How Jeff Dodds is Re-Defining Sustainable Sport


How Jeff Dodds is Re-Defining Sustainable Sport

In a sport built on speed, Jeff Dodds is playing a long game.
The Chief Executive of the world's only all-electric motorsport championship brings a career spanning automotive, media and telecoms, having worked with Volvo, Honda and Virgin Media.
In 2023, he took on the sport's top job.
"I had an itch to do something different," Jeff explains.
"I wanted to do something really purposeful that I felt passionate about, and I have a passion for motorsport. You put those three things together and this would be it."
Sustainability in Formula E
Now in its 12th season, Formula E races across 10 countries and is backed by manufacturers including Porsche, Jaguar and Nissan.
It is the only motorsport championship to have held a net zero carbon footprint since its inaugural season.

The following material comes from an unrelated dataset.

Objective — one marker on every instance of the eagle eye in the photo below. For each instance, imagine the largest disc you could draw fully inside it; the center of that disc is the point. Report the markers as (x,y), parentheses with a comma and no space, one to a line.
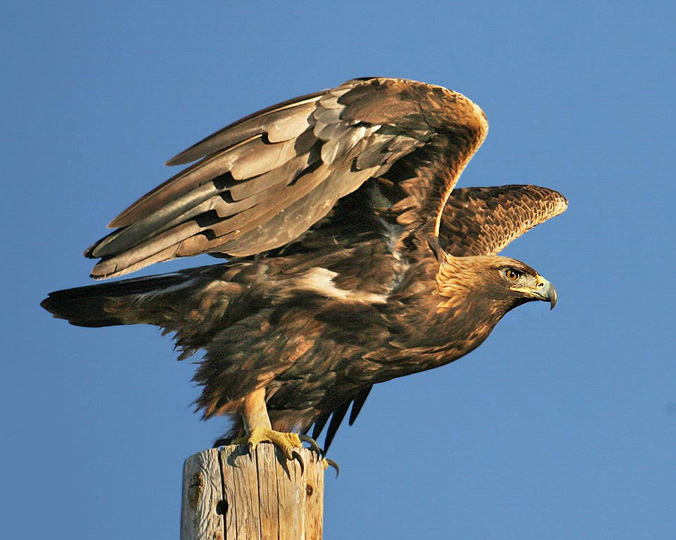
(512,275)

For Jeff, that headline achievement is just a starting point.
"When I arrived here three years ago, the business was very proud of its number one ranking in the Global Sustainability Sports Index," he explains.

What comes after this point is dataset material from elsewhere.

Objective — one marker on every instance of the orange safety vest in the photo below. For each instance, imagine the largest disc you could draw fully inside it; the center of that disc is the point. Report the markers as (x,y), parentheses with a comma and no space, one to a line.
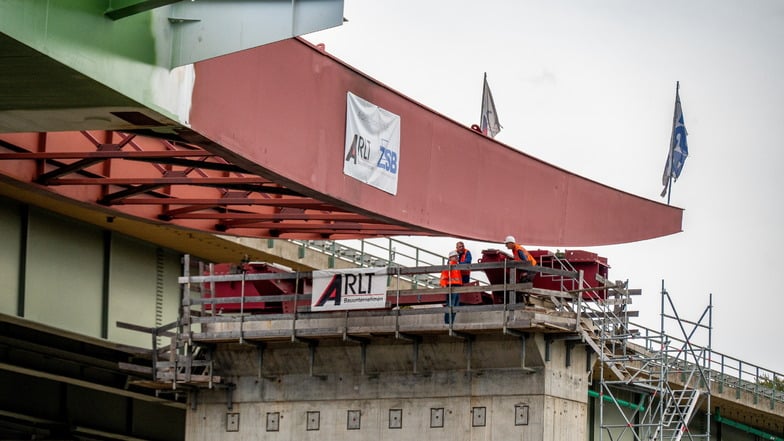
(525,252)
(451,277)
(462,258)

"My challenge back to them was: that is amazing, congrats – very low bar."
His response was to shift the benchmark entirely, pursuing B Corp certification and pitching Formula E against the 10,000 other companies worldwide meeting rigorous standards of social and environmental performance.
The series has also committed to science-based targets requiring a 45% reduction in carbon footprint between season five and season fifteen, even as the championship continues to grow.
Sustainability is not a compromise
The main misconception, Jeff believes, is that sustainability means paying more for less.
"When people hear the word sustainability, what they really hear is compromise," he says.
Formula E tells a different story. Flights transporting cars and equipment to race destinations were cut from three planes to two, saving both emissions and money.
A shift towards centralised remote broadcast operations in the UK has reduced travel, lowered costs and improved staff retention.
AI is accelerating this process further, helping reroute logistics and reshape broadcast decisions.
"Whether you think AI is a force for good or a force for evil, in our world, trying to make us more efficient and more sustainable, it has to be a force for good," Jeff says.
The electrification tailwind
Formula E was founded on the premise that motorsport could be a laboratory for EV technology.
Jeff believes the timing has never been better.
The battery electric vehicle is only around 15 years old, yet in the EU in December, more electric vehicles were sold than petrol vehicles.
China sold nearly as many new energy vehicles in 2025 as the total number of cars sold across all of North America.
Formula E's fan base is younger than traditional motorsport and roughly equal between men and women.
Jeff says: "If my job is to go to my kids, who are 17 and 14 and will probably only ever drive an electric vehicle, and say to them, 'Watch this — these cars are driving with the technology that's going to be in your car', that's what we focus on."
Formula E is also using AI, in partnership with Google Cloud, to tackle motorsport's longstanding access problem.
Simulator coaching is used to help aspiring drivers who cannot afford years of karting reach elite level.
Unlike most competitors, the championship publishes its operational playbook openly.
"If we could help other people to be better tomorrow than they are today by doing some of the things we've done, we will share that with everyone," Jeff says.
Performance and sustainability, he argues, are not opposing forces. "It's an 'and' not an 'or' — but in this world, people love an 'or'."